Index INCLUDE vs. Bitmap Index Scan

From: Markus Winand <markus(dot)winand(at)winand(dot)at>
To: PostgreSQL Hackers <pgsql-hackers(at)postgresql(dot)org>
Subject: Index INCLUDE vs. Bitmap Index Scan
Date: 2019-02-26 20:07:01
Message-ID: 7DF52167-4379-4A1E-A957-90D774EBDF21@winand.at
Views: Raw Message | Whole Thread | Download mbox | Resend email
Thread:
Lists: pgsql-hackers

Hi!

I think Bitmap Index Scan should take advantage of B-tree INCLUDE columns, which it doesn’t at the moment (tested on master as of yesterday).

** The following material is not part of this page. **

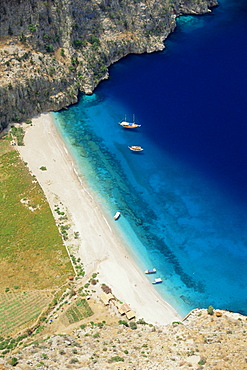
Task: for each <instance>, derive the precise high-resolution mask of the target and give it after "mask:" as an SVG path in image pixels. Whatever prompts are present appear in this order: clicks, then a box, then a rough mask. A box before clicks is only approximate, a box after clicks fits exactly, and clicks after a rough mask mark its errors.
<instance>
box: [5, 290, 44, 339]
mask: <svg viewBox="0 0 247 370" xmlns="http://www.w3.org/2000/svg"><path fill="white" fill-rule="evenodd" d="M6 298H8V299H6ZM20 298H21V299H20ZM50 301H51V297H48V296H47V295H46V294H44V293H41V292H40V293H39V292H28V293H27V294H25V295H23V293H21V292H19V293H7V294H2V295H0V307H1V310H0V313H1V319H0V333H1V334H2V333H8V332H10V331H12V330H14V329H17V328H18V327H19V326H22V325H23V324H25V323H27V322H29V321H31V320H33V319H35V318H36V317H38V316H39V314H40V313H41V312H42V310H43V309H44V308H45V307H47V305H48V304H49V302H50Z"/></svg>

Consider this (find the setup at the bottom of this mail).

CREATE INDEX idx ON tbl (a, b) INCLUDE (c);

EXPLAIN (analyze, buffers)
SELECT *
FROM tbl
WHERE a = 1
AND c = 1;

The following plan could be produced:

QUERY PLAN
------------------------------------------------------------------------------------------------------------
Bitmap Heap Scan on tbl (cost=4.14..8.16 rows=1 width=7616) (actual time=0.027..0.029 rows=1 loops=1)
Recheck Cond: (a = 1)
Filter: (c = 1)
Rows Removed by Filter: 7
Heap Blocks: exact=2
Buffers: shared hit=2 read=1
-> Bitmap Index Scan on idx (cost=0.00..4.14 rows=1 width=0) (actual time=0.018..0.018 rows=8 loops=1)
Index Cond: (a = 1)
Buffers: shared read=1
Planning Time: 0.615 ms
Execution Time: 0.060 ms

The Bitmap Index Scan does not filter on column C, which is INCLUDEd in the index leaf nodes.

Instead, the Bitmap Heap Scan fetches unnecessary blocks and then applies the filter.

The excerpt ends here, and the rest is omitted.